Afin de prévenir la prolifération des malwares au sein du réseau (et plus particulièrement dans les systèmes d’infrastructure critiques), vous devriez :

  • Isoler les systèmes qui requièrent une connexion Internet active sur un segment de réseau séparé ;
  • Diviser le réseau restant en sous-réseaux ou sous-réseaux virtuels avec des connexions restreintes, en connectant uniquement les systèmes qui le nécessitent pour les processus technologiques ;
  • Apprendre à connaître les conseils des experts de Kaspersky Lab ICS CERT décrits après l’épidémie de WannaCry (encouragé pour les entreprises industrielles en particulier);
  • Vous assurer que les mises à jour de sécurité critiques de Windows sont installées à temps. C’est particulièrement important et pertinent ici, MS17-010 s’attaque aux vulnérabilités exploitées par EternalBlue et EternalRomance ;
  • Isoler les serveurs de sauvegarde du reste du réseau et décourager l’utilisation de la connexion de lecteurs distants sur les serveurs de sauvegarde ;
  • Interdire l’exécution d’un fichier appelé perfc.dat en utilisant la fonctionnalité du Contrôle des Applications de la suite de Kaspersky Endpoint Security for Business ou avec l’utilitaire du système Windows AppLocker ;
  • Pour les infrastructures contenant de multiples systèmes intégrés, utiliser des solutions de sécurité spécialisées telles que Kaspersky Embedded Systems Security ;
  • Configurer le mode refus par défaut comme une mesure de protection supplémentaire sur les systèmes où c’est possible, par exemple, sur les ordinateurs dotés d’un logiciel qui est rarement modifié. Cela peut être fait au sein du composant du Contrôle des Applications de la suite de Kaspersky Endpoint Security for Business.

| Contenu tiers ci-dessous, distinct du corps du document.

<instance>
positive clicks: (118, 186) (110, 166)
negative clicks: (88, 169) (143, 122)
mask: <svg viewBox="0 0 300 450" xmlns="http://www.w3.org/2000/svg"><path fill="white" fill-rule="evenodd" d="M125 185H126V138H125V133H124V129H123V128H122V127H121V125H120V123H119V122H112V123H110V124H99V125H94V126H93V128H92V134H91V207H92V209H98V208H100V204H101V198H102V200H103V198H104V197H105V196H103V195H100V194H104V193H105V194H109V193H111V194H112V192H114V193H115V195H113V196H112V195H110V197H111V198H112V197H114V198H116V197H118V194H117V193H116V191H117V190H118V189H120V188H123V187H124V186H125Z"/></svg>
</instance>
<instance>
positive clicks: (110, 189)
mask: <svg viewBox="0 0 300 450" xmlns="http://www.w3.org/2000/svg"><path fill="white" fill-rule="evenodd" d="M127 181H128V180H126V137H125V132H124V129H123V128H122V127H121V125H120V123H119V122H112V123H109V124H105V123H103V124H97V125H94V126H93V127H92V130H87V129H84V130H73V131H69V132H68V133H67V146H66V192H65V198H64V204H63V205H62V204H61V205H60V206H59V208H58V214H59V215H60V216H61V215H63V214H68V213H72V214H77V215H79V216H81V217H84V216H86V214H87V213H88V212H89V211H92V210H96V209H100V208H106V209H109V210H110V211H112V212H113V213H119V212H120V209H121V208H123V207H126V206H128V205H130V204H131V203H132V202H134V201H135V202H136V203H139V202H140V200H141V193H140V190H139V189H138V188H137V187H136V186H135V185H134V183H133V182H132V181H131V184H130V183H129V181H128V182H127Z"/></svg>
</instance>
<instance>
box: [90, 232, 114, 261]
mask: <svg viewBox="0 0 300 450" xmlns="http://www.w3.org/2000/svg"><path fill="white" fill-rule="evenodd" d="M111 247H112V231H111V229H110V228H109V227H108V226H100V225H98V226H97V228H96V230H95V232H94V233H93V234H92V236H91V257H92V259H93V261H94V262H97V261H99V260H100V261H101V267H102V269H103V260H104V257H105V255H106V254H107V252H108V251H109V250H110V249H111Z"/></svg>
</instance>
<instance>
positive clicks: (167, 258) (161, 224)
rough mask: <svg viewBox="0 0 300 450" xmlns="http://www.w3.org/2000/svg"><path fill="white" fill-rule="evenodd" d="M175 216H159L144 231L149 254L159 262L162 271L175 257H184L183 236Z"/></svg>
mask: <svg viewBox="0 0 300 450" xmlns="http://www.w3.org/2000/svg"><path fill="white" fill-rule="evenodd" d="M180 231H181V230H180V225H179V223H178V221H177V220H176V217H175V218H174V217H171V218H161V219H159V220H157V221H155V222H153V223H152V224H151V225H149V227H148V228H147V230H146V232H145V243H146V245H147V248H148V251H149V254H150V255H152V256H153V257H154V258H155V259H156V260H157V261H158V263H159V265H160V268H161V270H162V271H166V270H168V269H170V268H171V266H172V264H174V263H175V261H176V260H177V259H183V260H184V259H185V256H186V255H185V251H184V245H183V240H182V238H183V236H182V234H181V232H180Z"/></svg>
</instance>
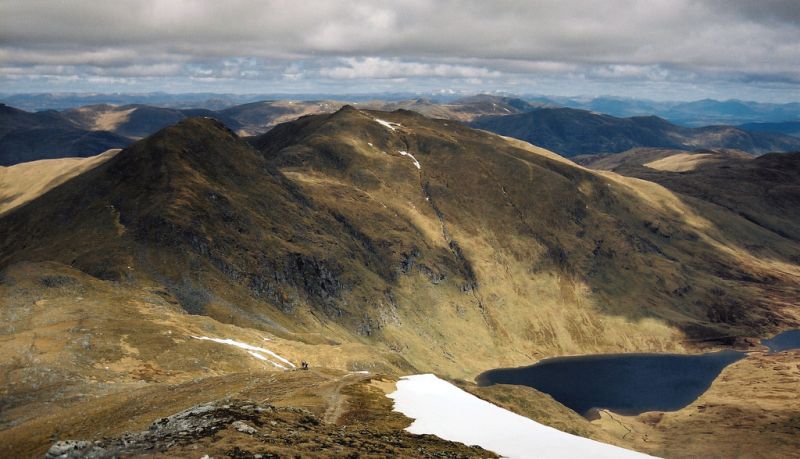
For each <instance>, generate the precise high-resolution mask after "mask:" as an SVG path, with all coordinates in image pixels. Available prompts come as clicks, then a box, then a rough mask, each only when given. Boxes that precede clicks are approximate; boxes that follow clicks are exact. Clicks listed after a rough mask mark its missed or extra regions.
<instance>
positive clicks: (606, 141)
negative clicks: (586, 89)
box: [471, 108, 800, 157]
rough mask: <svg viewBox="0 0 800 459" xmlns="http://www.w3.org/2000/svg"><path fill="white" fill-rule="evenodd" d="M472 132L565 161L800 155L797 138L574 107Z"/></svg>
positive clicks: (475, 126) (476, 124)
mask: <svg viewBox="0 0 800 459" xmlns="http://www.w3.org/2000/svg"><path fill="white" fill-rule="evenodd" d="M471 125H472V126H473V127H477V128H481V129H486V130H489V131H492V132H496V133H498V134H502V135H508V136H511V137H516V138H519V139H521V140H525V141H527V142H530V143H533V144H535V145H540V146H542V147H544V148H547V149H550V150H553V151H555V152H557V153H561V154H563V155H565V156H568V157H569V156H576V155H581V154H602V153H618V152H622V151H625V150H629V149H631V148H636V147H662V148H678V149H687V150H691V149H697V148H736V149H739V150H744V151H747V152H749V153H754V154H759V153H769V152H774V151H796V150H800V141H798V139H797V138H795V137H791V136H786V135H783V134H778V133H767V132H761V133H753V132H747V131H743V130H740V129H737V128H734V127H730V126H706V127H701V128H686V127H681V126H677V125H674V124H672V123H670V122H668V121H667V120H665V119H663V118H659V117H656V116H652V115H651V116H636V117H631V118H616V117H613V116H609V115H602V114H596V113H592V112H589V111H586V110H576V109H570V108H540V109H537V110H534V111H531V112H528V113H524V114H519V115H508V116H503V117H484V118H480V119H477V120H475V121H473V122H472V123H471Z"/></svg>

Comme toujours, nous recommandons vivement d’utiliser une approche de sécurité informatique à plusieurs niveaux, en incorporant des mises à jour de logiciel automatiques (y compris pour le système d’exploitation), un composant anti ransomware, et un composant qui surveille tous les processus au sein du système d’exploitation.

Payer ou ne pas payer

Pour finir, même si en général on ne recommande pas de payer la rançon, nous comprenons que certaines entreprises aient le sentiment de ne pas avoir le choix. Cependant, si vos données ont été encore affectées par le ransomware ExPetr, vous ne devriez pas payer dans tous les cas.

Nos experts ont découvert que ce malware n’a pas de mécanisme pour sauvegarder l’identifiant d’installation. Sans cet identifiant, l’acteur de la menace ne peut pas extraire les informations nécessaires au déchiffrement. En résumé, ils ne peuvent tout simplement pas aider les victimes à la récupération des données.